Recovery still far off, Congress told
WASHINGTON — A year into the coronavirus pandemic, after the loss of millions of jobs and the closure of thousands of small businesses, the Federal Reserve and Treasury Department have a message for Congress: It could have been worse, and there’s still a long way to go.
Testifying before the House Financial Services Committee on Tuesday, Federal Reserve Chairman Jerome Powell and Treasury Secretary Janet Yellen told lawmakers that the economy is set for booming growth this year. But their sunny forecast was paired with reminders that at least 9.5 million jobs are still missing from the labor force and that fully healing the economy depends on getting the pandemic under control.
“We welcome this progress but will not lose sight of the millions of Americans who are still hurting, including lower-wage workers in the services sector, African Americans, Hispanics and other minority groups that have been especially hard hit,” Powell said Tuesday.
The economic outlook has significantly improved over the past few months and been buoyed by the recent passage of President Joe Biden’s $1.9 trillion coronavirus relief package and more widespread vaccinations. Millions of Americans have started to see $1,400 stimulus payments hit their bank accounts. The Fed projects the U.S. economy will grow at its fastest pace in four decades this year, with the unemployment rate falling to 4.5%.
Still, there are plenty of challenges to getting the elements of the sprawling stimulus law out the door, along with many unresolved
questions about how hundreds of billions of dollars allocated by the American Rescue Plan will actually be dispersed. On Tuesday, a number of lawmakers pushed for more regular oversight of the $1.9 trillion bill, noting mechanisms put in place after Congress passed the Cares Act last spring.
“Now that we have an addition $1.9 trillion to track, I would ask for your commitment along those same lines,” Rep. Patrick McHenry of North Carolina, the top Republican on the House Financial Services Committee, told Yellen.
Yellen agreed to work with the committee and other oversight groups, and laid out some of the challenges to implementing Biden’s bill. Yellen said earlier rounds of the Paycheck Protection Program often didn’t reach the country’s smallest businesses, especially those in rural and low-income areas. Rental assistance was frequently tied up in red tape. Many Americans still haven’t received their stimulus checks.
“And all this is just a fraction of Treasury’s work,” Yellen told the committee. “There are so many more relief programs, including one that will provide $350 billion in aid to state and local governments. Implementing all of it is more complicated than it sounds.”
Meanwhile, many Republican lawmakers, Wall Street investors and prominent economists are worried that the economy won’t be able to absorb a large stimulus package and post-pandemic consumer spending, pushing prices rapidly upward. Their worry is that dangerous cycles of inflation will force the Fed to raise interest rates, triggering a new recession.
“Economic projections are increasingly positive,” McHenry said. But “with the addition of $1.9 trillion, there’s been a great deal of debate about what will happen with this amount of liquidity in financial markets.”
But the Fed and White House argue that inflation is not a pressing concern. Powell says that there would have to be substantial progress in the labor market before the Fed considers raising rates.
“Our best view is that the effect on inflation will be neither particularly large nor persistent,” Powell said Tuesday. “We’ve been living in a world of strong disinflationary pressures around the world really for a quarter of a century. We don’t think a one-time surge in spending leading to temporary price increase would disrupt that.”
Republicans lawmakers pressed Yellen about reports the administration is preparing a new $3 trillion “Build Back Better” spending plan for infrastructure projects and improving education and job training. The measure would be partly financed by increasing taxes on the wealthy and corporations.
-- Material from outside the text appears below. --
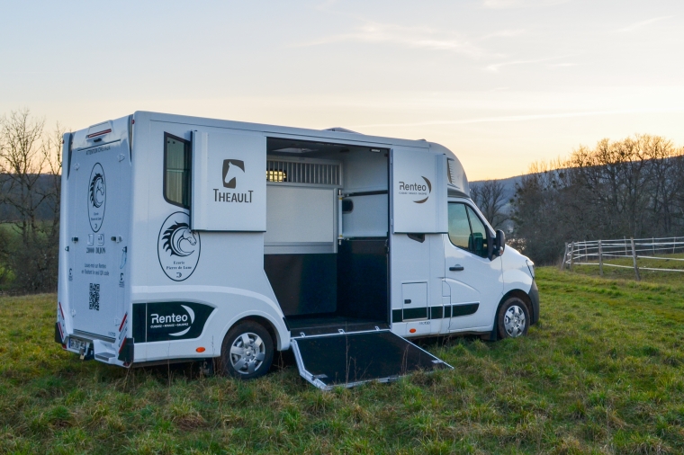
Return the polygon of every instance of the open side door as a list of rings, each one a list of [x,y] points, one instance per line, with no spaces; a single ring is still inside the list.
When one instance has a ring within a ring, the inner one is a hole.
[[[298,337],[292,346],[300,375],[323,390],[453,368],[389,330]]]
Yellen said that the administration is considering boosting the corporate tax rate from the current 21% to 28%. It was cut in the Trump administration from 35% as part of the 2017 tax bill.
“We have had a global race to the bottom in corporate taxation and we hope to put an end to that,” Yellen said.
Rep. Barry Loudermilk, R-Ga., cited comments from critics that the administration’s relief package was more than six times larger than it needed to be. Yellen said that the country has lost 9.5 million jobs and if discouraged workers are counted, the jobless rate now would be over 9%.
“We have a huge problem of joblessness” that needs to be addressed, Yellen said.